Two Week Wait Version 2.0

In a mere two weeks, my hCG levels went back to normal (my doctor’s choice of words – I would’ve preferred a concrete number – am I at 5, or 0?!) and I’ve been given the green light to pick back up on all the can’t-dos that came along with the Methotrexate.  And honestly?  I’m finally starting to feel more than just “okay”.  Not a watch-My-Baby-Is-Gone-on-Lifetime kind of okay, but good enough for now.  Regardless of the lingering pressure in my ovaries, I’m pretending this is my ectopic-closure.  It’s over(ish).

During this two week wait, I missed TTC enough that I spent my time Side Effect Spotting, which isn’t hard to do when your ovaries are gurgling like a digesting stomach (the memory of that sound, and simultaneous feeling, still makes me shudder).  The first few days it was easy to blame everything on the Methotrexate: nausea, fatigue, abdominal pain, the gurgles.  Even walking provided new challenges as going too far, or too fast, left me gripping at what felt like a runner’s-cramp in my side. I went from religiously going to the gym, to laying on an air mattress in my living room – self soothing with carbs and cookie dough.  My physical and emotional pain had to battle for my attention.  It was hard to feel so utterly…not me.  Eventually, worse side effects moved in: cracking wrists, aching bones, what felt like a bubble sitting in my tube…and bubbles BURST.  Was this just my body being weird, or something more sinister?  Is this the Dry Socket Fiasco all over again?

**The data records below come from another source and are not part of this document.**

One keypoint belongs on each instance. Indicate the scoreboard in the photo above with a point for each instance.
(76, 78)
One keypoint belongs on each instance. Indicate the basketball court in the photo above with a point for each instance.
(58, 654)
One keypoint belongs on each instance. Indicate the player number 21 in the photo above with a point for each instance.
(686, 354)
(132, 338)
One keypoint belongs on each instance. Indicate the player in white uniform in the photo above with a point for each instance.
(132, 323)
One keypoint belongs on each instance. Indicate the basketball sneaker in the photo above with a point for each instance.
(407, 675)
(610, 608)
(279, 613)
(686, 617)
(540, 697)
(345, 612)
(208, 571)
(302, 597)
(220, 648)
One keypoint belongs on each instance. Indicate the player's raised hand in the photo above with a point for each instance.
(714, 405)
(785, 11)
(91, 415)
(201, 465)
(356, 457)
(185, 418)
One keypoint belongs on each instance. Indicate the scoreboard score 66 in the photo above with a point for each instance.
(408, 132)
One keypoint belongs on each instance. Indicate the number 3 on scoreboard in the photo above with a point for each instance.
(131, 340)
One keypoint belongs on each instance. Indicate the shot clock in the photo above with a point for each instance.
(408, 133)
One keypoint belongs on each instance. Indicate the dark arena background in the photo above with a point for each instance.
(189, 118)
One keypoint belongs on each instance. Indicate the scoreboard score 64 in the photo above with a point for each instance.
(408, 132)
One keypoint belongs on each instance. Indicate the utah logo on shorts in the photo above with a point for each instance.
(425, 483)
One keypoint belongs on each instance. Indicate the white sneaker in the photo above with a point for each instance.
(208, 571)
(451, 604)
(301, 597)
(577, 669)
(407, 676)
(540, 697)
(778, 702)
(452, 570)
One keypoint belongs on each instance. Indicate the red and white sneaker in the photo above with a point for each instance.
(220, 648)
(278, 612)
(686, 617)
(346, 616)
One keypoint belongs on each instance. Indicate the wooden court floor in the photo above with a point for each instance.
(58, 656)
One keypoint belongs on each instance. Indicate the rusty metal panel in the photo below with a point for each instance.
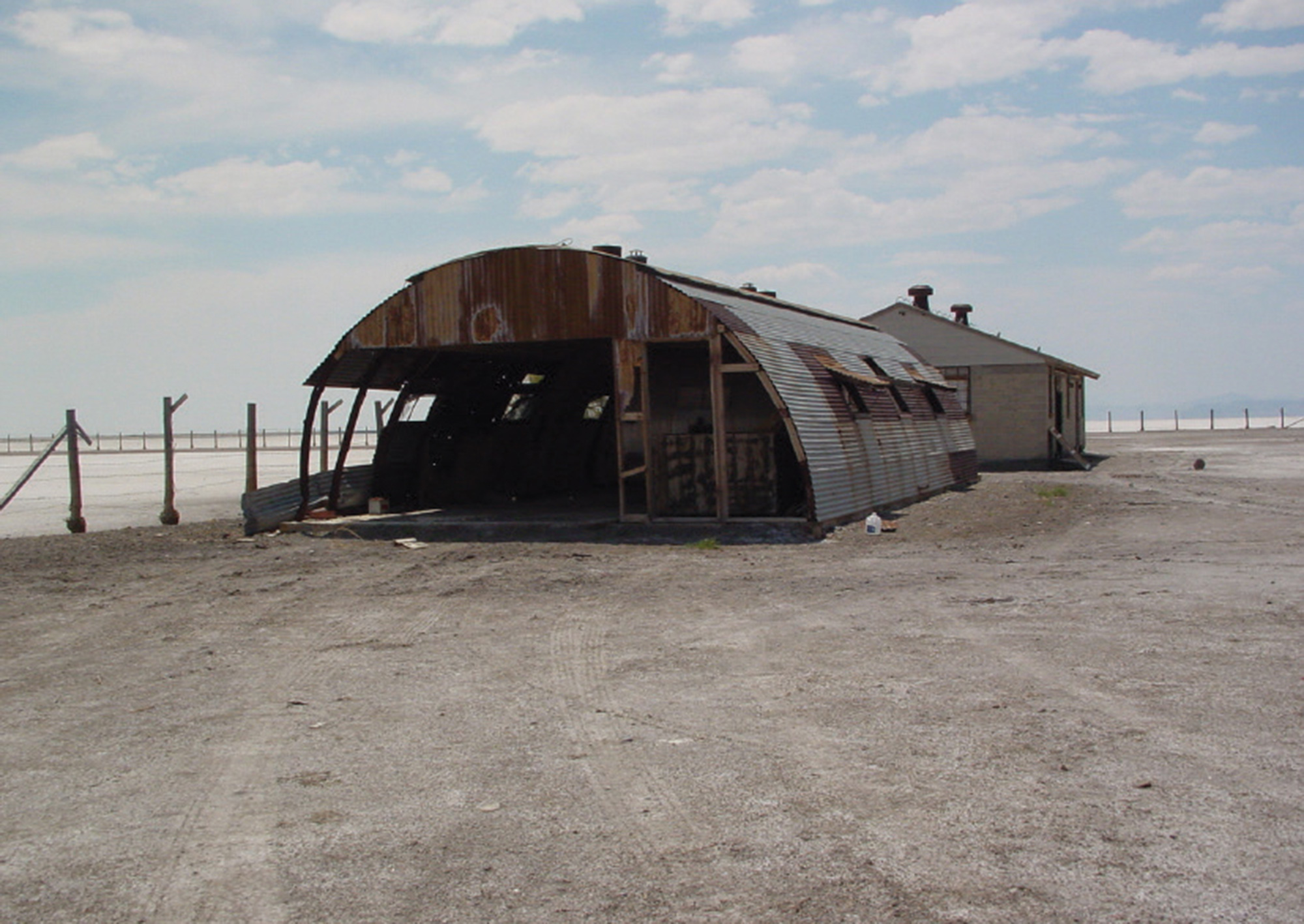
(439, 297)
(856, 462)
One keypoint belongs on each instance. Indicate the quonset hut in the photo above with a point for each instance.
(589, 376)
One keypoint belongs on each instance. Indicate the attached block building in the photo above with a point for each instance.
(1024, 406)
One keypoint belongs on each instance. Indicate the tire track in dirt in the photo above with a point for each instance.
(632, 791)
(221, 865)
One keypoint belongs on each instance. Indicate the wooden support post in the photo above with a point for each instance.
(76, 522)
(719, 423)
(345, 443)
(169, 516)
(325, 435)
(306, 452)
(251, 448)
(380, 415)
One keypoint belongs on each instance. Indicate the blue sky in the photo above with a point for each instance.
(201, 196)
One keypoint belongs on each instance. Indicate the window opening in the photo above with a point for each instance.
(958, 376)
(597, 406)
(418, 408)
(855, 400)
(521, 406)
(891, 387)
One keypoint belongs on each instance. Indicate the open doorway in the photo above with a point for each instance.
(504, 425)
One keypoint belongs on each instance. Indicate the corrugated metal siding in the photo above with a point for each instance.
(517, 295)
(534, 294)
(856, 464)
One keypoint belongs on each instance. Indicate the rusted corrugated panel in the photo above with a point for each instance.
(855, 464)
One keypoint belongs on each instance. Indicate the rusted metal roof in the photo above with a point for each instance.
(537, 294)
(855, 462)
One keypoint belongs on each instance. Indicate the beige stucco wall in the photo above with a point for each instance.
(1009, 411)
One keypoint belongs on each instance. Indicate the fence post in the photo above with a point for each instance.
(169, 516)
(252, 448)
(325, 445)
(76, 522)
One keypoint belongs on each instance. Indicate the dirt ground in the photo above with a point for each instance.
(1056, 697)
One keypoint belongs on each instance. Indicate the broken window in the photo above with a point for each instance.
(934, 401)
(855, 400)
(525, 401)
(958, 376)
(418, 408)
(891, 387)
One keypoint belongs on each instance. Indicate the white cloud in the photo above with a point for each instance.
(947, 259)
(28, 250)
(217, 344)
(992, 41)
(818, 208)
(469, 23)
(1222, 134)
(587, 139)
(683, 15)
(975, 44)
(427, 179)
(62, 153)
(1229, 242)
(681, 68)
(980, 138)
(551, 205)
(1118, 63)
(1206, 275)
(611, 229)
(241, 186)
(827, 46)
(186, 91)
(1241, 15)
(93, 36)
(1213, 191)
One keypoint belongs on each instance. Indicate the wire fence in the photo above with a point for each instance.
(1142, 422)
(195, 440)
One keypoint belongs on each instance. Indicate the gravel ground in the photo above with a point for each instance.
(1054, 697)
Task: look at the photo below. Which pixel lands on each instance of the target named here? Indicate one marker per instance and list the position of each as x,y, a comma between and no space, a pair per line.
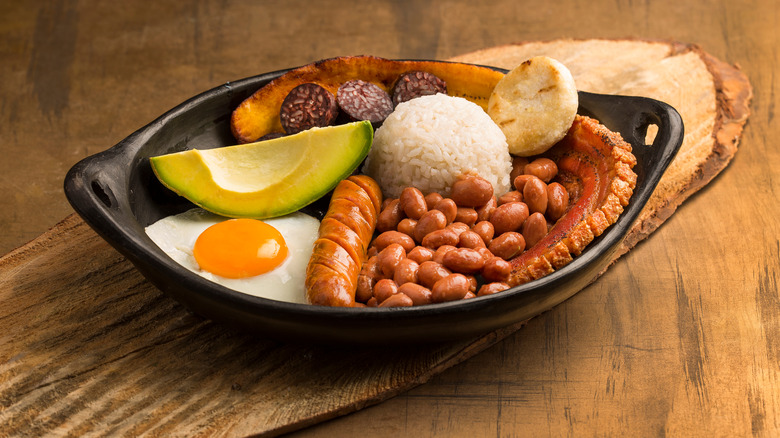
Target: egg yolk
239,248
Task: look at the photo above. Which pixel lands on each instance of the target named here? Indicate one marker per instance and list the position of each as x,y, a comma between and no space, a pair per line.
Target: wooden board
94,348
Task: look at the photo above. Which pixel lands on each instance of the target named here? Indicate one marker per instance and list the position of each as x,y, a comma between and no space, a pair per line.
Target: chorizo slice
328,287
344,236
339,252
349,190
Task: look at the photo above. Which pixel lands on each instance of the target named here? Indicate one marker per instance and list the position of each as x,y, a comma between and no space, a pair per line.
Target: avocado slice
267,178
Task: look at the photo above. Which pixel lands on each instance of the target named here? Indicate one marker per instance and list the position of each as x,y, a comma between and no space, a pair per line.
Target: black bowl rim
138,249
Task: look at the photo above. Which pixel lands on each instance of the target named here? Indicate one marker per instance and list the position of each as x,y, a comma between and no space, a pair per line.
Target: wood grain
96,349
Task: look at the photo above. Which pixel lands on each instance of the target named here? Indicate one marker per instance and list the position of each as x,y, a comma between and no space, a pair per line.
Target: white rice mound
427,142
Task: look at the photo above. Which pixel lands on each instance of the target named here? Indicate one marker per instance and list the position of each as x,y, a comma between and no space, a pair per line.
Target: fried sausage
344,235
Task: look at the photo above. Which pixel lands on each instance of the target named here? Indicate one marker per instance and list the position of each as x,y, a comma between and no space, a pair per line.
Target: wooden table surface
77,77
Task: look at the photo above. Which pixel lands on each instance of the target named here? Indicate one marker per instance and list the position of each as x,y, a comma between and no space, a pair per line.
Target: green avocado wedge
267,178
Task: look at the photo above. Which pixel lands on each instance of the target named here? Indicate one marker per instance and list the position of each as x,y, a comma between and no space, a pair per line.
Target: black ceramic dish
117,195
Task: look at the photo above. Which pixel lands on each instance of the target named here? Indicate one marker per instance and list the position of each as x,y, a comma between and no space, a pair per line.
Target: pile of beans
432,249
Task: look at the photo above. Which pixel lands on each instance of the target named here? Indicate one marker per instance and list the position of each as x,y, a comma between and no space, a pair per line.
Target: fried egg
265,258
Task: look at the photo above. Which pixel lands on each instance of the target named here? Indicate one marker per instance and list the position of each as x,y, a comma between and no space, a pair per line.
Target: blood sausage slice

The Dry Socket Fiasco (formerly known as The Worst Thing Ever – until now): When I got my wisdom teeth taken out, the nurse that I had claimed as my new best friend (thanks, anesthesia) sent me away with nothing more than a wave and what I assume was a hefty bill for my parents.  I spent the first week of my sophomore year winter break lying in bed, dependent on perfectly timed painkillers, none of which actually killed my pain.  My mouth had the most unbearable ache, but I continued to tell myself this is how it’s supposed to feel.  Except it wasn’t.  When I went for my follow-up visit a week later, I discovered that I had dry socket and that I “should’ve came in a lot sooner” (sound familiar?).  I was beyond frustrated.  They pulled out two of my teeth – how was I supposed to determine what was abnormal and what wasn’t?

The results of my negligence (which is irritating to say even all these years later, because I didn’t know) were that I had to rework my jaw open to a “normal” size”…by myself…using my knuckles.  Apparently, if you’re wondering, most people can fit two to three knuckles between their teeth – after only a week of barely speaking and eating due to the pain, I could only fit one.  It was a miserable personal rehab, and to this day my jaw still clicks.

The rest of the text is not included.